Over the years, I have posted a number of comments (e.g., here and here) on the benefits and threats posed by A.I. That's probably because my dissertation used rudimentary A.I. techniques, and I've had an intense interest in the subject for many, many years. I began as a utopian, believing that A.I. would be a wonder-technology. But I've slowly evolved into a distopian, recognizing that A.I. will displace tens, if not hundreds of millions of blue and white-collar workers, not to mention threats to humans for many other reasons. I am not, however, a Luddite, and further recognize that A.I. will be here sooner than we think and will provide enormous benefits. We must put safeguards into place so that it integrates with our society in only moderately disruptive ways.

Because machine intelligence is a learning activity, much of what A.I. is will be based on the massive data sets from which it learns. Kristian Hammond writes:
We tend to think of machines, in particular smart machines, as somehow cold, calculating and unbiased. We believe that self-driving cars will have no preference during life or death decisions between the driver and a random pedestrian. We trust that smart systems performing credit assessments will ignore everything except the genuinely impactful metrics, such as income and FICO scores. And we understand that learning systems will always converge on ground truth because unbiased algorithms drive them.

For some of us, this is a bug: Machines should not be empathetic outside of their rigid point of view. For others, it is a feature: They should be freed of human bias. But in the middle, there is the view they will be objective.

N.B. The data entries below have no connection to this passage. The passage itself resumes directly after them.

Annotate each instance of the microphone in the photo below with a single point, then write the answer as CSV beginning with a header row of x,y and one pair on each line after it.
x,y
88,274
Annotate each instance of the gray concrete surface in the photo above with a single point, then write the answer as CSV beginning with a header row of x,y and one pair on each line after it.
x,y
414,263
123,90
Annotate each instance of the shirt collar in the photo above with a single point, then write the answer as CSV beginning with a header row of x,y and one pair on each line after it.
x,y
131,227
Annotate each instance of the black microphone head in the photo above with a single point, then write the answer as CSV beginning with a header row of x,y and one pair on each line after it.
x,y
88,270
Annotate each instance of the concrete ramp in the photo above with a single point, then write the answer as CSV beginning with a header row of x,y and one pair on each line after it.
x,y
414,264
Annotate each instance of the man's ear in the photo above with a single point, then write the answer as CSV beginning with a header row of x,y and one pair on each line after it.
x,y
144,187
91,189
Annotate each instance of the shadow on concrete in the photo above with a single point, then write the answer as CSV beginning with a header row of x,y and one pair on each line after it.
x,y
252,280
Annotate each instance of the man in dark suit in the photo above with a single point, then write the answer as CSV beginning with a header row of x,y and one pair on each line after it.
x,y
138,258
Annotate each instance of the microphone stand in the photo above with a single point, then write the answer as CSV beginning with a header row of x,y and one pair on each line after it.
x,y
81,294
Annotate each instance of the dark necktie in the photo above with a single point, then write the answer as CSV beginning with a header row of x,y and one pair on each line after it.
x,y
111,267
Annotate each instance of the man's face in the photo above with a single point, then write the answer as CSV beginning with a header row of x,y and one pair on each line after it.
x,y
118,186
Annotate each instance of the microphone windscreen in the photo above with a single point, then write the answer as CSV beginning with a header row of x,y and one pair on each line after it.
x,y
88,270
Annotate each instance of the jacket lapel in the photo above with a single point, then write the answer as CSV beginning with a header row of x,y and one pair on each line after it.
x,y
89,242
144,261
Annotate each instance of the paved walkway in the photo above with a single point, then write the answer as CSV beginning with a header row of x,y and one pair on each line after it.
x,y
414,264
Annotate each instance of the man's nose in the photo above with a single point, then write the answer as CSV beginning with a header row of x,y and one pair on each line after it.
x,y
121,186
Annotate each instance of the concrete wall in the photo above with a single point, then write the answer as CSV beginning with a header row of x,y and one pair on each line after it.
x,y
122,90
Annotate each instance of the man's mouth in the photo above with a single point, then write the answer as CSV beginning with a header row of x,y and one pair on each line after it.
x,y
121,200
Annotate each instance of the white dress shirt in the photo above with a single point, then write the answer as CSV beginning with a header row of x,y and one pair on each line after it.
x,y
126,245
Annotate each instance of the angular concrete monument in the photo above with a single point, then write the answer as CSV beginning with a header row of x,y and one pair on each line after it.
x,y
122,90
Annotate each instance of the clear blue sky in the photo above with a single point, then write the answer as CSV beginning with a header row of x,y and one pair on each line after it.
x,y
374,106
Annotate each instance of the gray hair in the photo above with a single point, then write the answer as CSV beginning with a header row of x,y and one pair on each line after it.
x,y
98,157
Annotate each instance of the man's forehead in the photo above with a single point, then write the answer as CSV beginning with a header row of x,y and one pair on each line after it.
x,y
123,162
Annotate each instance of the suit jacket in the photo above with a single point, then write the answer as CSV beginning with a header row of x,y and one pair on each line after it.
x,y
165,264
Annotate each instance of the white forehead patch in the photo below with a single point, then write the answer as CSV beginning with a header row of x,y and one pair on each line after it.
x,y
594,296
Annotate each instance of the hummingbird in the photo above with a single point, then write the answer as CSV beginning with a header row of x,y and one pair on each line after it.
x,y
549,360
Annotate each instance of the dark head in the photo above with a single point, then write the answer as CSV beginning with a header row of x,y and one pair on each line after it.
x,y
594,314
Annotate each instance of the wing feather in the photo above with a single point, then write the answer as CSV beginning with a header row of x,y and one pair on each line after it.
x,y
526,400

Of course, nothing could be further from the truth. The reality is that not only are very few intelligent systems genuinely unbiased, but there are multiple sources for bias. These sources include the data we use to train systems, our interactions with them in the “wild,” emergent bias, similarity bias and the bias of conflicting goals. Most of these sources go unnoticed. But as we build and deploy intelligent systems, it is vital to understand them so we can design with awareness and hopefully avoid potential problems.
It is, of course, nearly impossible to eliminate the subtle bias that creeps into any machine learning system based on the big data it uses. As long as the bias is unintentional, we can use such systems without major difficulty.

What worries me is that some of these A.I. systems will access big data that has an intentional bias. As a consequence, the patterns that the A.I. recognizes will be skewed, the recommendations/judgements that it makes will be slanted for political purposes, and as our reliance on such systems grow (and it surely will grow), the damage that the A.I. does will begin to become dangerous.

It is highly likely that machine learning systems will be used to assess the success and/or failure of many societal systems—healthcare, education, social services, human impact on the environment, the justice system, and many others. It is critically important for these A.I.s to have access to all data, not just the data that is deemed politically correct or data that support the party in power at the moment.